Part II of Division IV of our Civil Code relates to "Special Relations of Debtor and Creditor." Title I of the part contains general principles. Section 3429 is as follows: "A debtor, within the meaning of this title [title I], is one who, by reason of an existing obligation, is or may become liable to pay money to another, whether such liability is certain or contingent."
Section 3430 is as follows: "A creditor, within the meaning of this title, is one in whose favor an obligation exists, by reason of which he is or may become entitled to the payment of money."
So far as we have observed, wherever the term "debt" is used in our code it is so used in that broader sense which includes demands or obligations upon contracts payable in money. To illustrate: An executor or administrator "must. .. . collect all debts due to the decedent or to the estate." ( Code Civ. Proc., sec. 1581.)
Manifestly, as we think, he is thereby authorized to collect, not only all demands on contracts payable in sums certain, but also those obligations or demands capable of liquidation. "The earnings of the wife are not liable for the debts of the husband." ( Civ. Code, sec. 168.) "The separate property of the husband is not liable for the debts of the wife contracted before marriage." ( Civ. Code, sec. 170. See, also, Civ. Code, sec. 171.)
In all these provisions we think it plain that the construction to be put on the statute is, not that the spouses were simply to enjoy immunity from such contracts for sums of money due by certain and express agreement, which fixed the amount due, independent of extrinsic circumstances -- from such contracts as would have supported an action of debt at common law -- but rather that the word "debt" is to be used in its modern legal significance, as including any sort of obligation to pay money, and that it signifies what either of the spouses owes.
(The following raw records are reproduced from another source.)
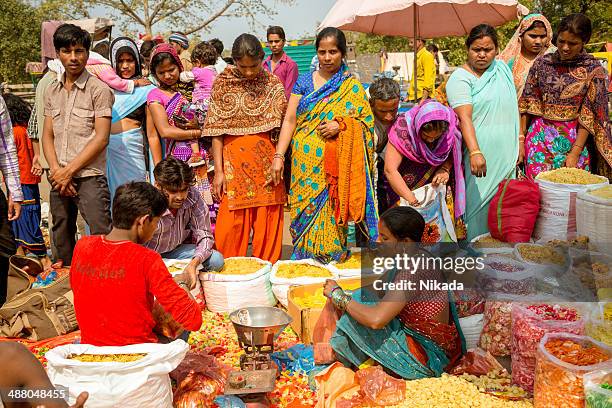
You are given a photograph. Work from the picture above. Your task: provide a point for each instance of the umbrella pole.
(414, 13)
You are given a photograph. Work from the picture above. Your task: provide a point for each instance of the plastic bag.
(439, 225)
(529, 325)
(137, 384)
(200, 378)
(379, 388)
(559, 383)
(324, 329)
(598, 389)
(165, 325)
(513, 210)
(477, 362)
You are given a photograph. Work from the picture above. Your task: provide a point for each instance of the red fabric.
(114, 284)
(25, 155)
(520, 204)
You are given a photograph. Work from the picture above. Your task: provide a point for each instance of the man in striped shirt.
(9, 211)
(184, 230)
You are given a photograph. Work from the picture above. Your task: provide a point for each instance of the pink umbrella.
(429, 19)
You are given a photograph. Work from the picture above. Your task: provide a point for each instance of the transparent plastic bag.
(559, 383)
(598, 389)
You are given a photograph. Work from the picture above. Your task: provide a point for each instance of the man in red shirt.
(115, 279)
(279, 63)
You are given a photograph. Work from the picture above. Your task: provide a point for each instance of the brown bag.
(21, 268)
(41, 313)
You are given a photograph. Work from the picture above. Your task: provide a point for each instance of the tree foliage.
(19, 39)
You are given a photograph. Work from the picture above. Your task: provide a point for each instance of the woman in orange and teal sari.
(329, 124)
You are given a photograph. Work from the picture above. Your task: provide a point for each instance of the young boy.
(75, 135)
(114, 278)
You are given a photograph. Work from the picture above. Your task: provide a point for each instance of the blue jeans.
(187, 251)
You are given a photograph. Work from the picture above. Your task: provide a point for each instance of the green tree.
(19, 39)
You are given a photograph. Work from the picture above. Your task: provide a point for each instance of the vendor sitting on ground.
(184, 230)
(413, 333)
(114, 279)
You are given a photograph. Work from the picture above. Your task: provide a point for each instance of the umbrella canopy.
(435, 18)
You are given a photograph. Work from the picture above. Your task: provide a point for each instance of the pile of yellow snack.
(566, 175)
(316, 300)
(354, 262)
(452, 392)
(540, 254)
(603, 192)
(299, 270)
(236, 266)
(107, 358)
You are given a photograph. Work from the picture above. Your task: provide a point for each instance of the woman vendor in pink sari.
(425, 147)
(174, 120)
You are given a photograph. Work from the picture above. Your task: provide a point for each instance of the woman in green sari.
(329, 124)
(483, 95)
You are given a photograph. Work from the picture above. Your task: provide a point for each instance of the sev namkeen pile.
(235, 266)
(107, 358)
(299, 270)
(566, 175)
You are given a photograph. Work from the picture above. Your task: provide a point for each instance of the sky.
(299, 20)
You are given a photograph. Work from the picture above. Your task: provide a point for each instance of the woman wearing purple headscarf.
(425, 147)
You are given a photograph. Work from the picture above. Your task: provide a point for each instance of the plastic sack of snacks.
(505, 275)
(599, 323)
(594, 216)
(243, 282)
(558, 194)
(496, 335)
(529, 324)
(561, 361)
(351, 268)
(140, 383)
(439, 225)
(598, 389)
(486, 244)
(287, 273)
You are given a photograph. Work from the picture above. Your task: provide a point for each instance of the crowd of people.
(173, 154)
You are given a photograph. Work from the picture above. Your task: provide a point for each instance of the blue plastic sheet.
(299, 358)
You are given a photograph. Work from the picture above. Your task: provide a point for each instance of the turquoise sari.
(125, 154)
(496, 121)
(354, 344)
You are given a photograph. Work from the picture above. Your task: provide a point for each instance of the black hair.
(338, 36)
(134, 200)
(437, 125)
(247, 45)
(146, 48)
(68, 35)
(218, 44)
(404, 223)
(173, 174)
(102, 48)
(481, 31)
(204, 53)
(158, 59)
(19, 110)
(278, 30)
(577, 24)
(384, 89)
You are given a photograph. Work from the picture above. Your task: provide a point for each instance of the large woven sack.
(557, 216)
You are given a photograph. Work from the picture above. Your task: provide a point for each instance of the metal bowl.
(259, 326)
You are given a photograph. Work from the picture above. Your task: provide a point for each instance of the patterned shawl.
(240, 106)
(404, 136)
(566, 90)
(512, 53)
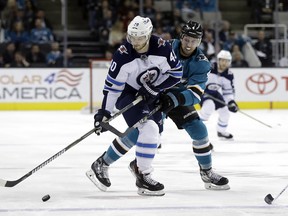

So in the present case we are of opinion that by the term "debt," used in the statute of 1880, it was intended to hold the state free from liability for the obligations which the state board of agriculture might incur, calling directly or indirectly for the payment of money.
It follows that granting the motion for a new trial was proper, and we recommend that the order appealed from be affirmed.
For the reasons given in the foregoing opinion the order appealed from is affirmed.